Vandenberghe: Hmm…the first big change was moving from steel, to aluminum, to carbon bikes. Within the evolution, we sometimes mixed the material—say aluminum and carbon—but today we are at a point where nearly everything, the frame, the wheels, are all carbon.

Also, we do so much more on the computer today. For example, right now we are setting up all of the bikes for the season. So we have every rider’s position computerized and it is very easy to set up each rider’s bike now. And that is something that evolves throughout the year. If Richie Porte changes his bike in any way at the Tour Down Under, for example, then that change is entered into the database, so at the next race, the next mechanic knows exactly what his position is. That’s really important, because I will only see some of the mechanics three or four times a year.

12

Peloton: Would you say that your job is harder or easier today as a result of the technology?

Vandenberghe: It’s easier! But today there is no break in the season. We used to start the season pretty much at the beginning of the New Year, but today with so many riders and so many bikes that is not possible. When I started, riders only had three bikes for a season. But that has all changed. We have a couple of weeks off after the Tour of Lombardy [in October], but then we are at it again. Things are very different. I remember when I started, there would be maybe six spare bikes on the team car and we would have to make adjustments in the race depending on what rider needed a bike change. Today, each rider has two bikes at the race at least.

Peloton: What do you enjoy the most today?

Vandenberghe: I’ve done 20 Tours de France and all of the classics every year, so being at the heart of the race is not what draws me the most. Today, it is just the satisfaction knowing that all of the mechanics have what they need and that the riders are happy.

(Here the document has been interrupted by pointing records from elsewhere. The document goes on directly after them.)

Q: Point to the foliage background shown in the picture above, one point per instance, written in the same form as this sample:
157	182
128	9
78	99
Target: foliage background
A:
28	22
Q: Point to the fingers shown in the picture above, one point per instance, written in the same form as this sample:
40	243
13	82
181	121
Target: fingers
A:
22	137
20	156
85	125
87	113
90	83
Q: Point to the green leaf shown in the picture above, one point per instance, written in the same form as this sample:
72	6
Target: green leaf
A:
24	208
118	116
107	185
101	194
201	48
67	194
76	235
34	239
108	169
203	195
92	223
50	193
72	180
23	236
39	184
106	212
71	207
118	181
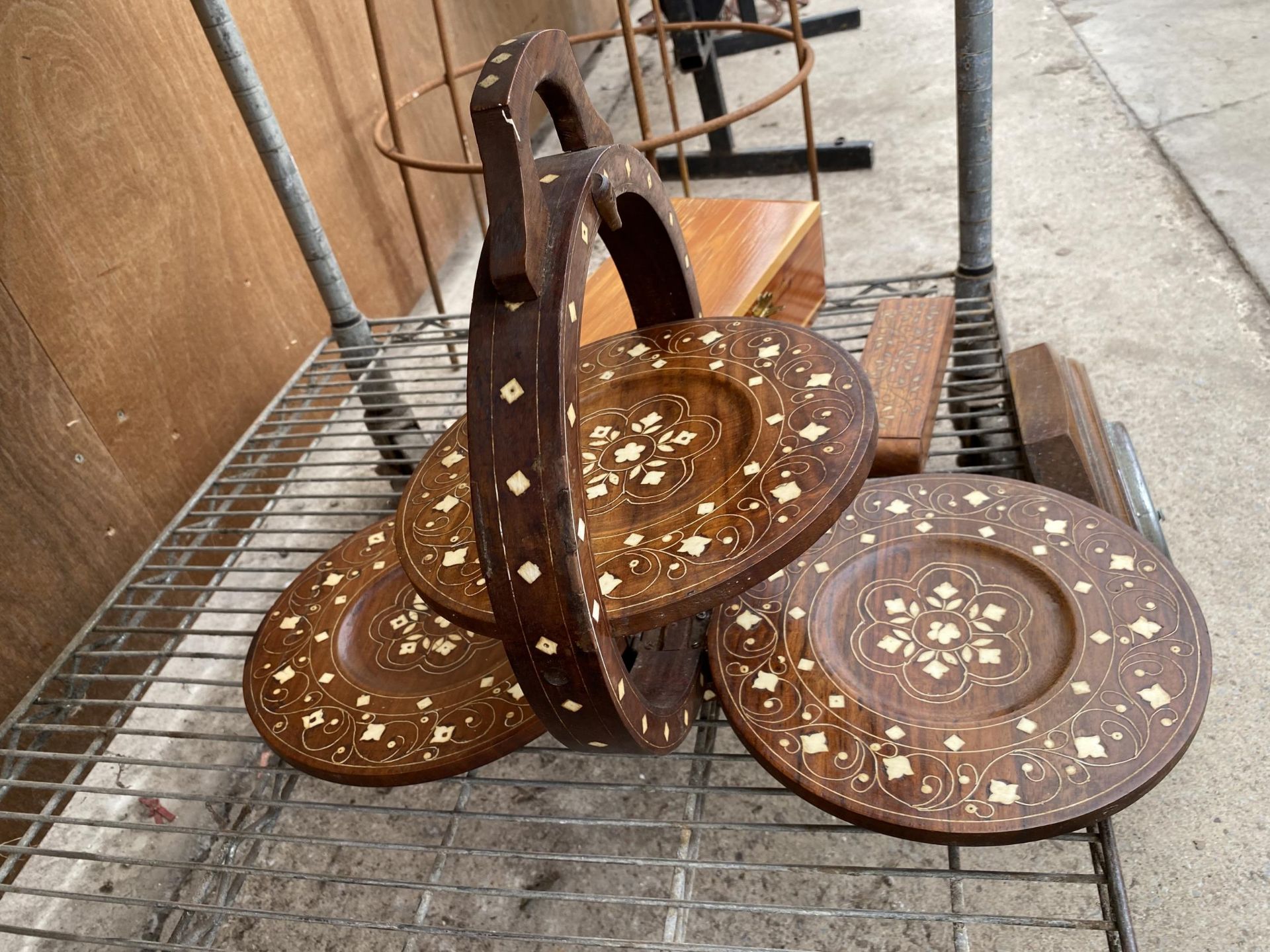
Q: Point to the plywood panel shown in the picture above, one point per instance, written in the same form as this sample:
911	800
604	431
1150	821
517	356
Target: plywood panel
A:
159	291
70	522
140	235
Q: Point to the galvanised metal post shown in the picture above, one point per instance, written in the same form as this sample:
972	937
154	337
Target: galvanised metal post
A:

Peloton: What is the hardest element of your job?

Vandenberghe: Well, when I started, I was so focused on my job and I was doing maybe 200 days a year on the road. Sometimes I would do all three grand tours. And then all of a sudden I realized that my kids had grown up! That’s hard! On the up side, I still just really love my job. I’ve been a bike mechanic for 23 years now and there hasn’t been one day where I feel like I am actually going to work.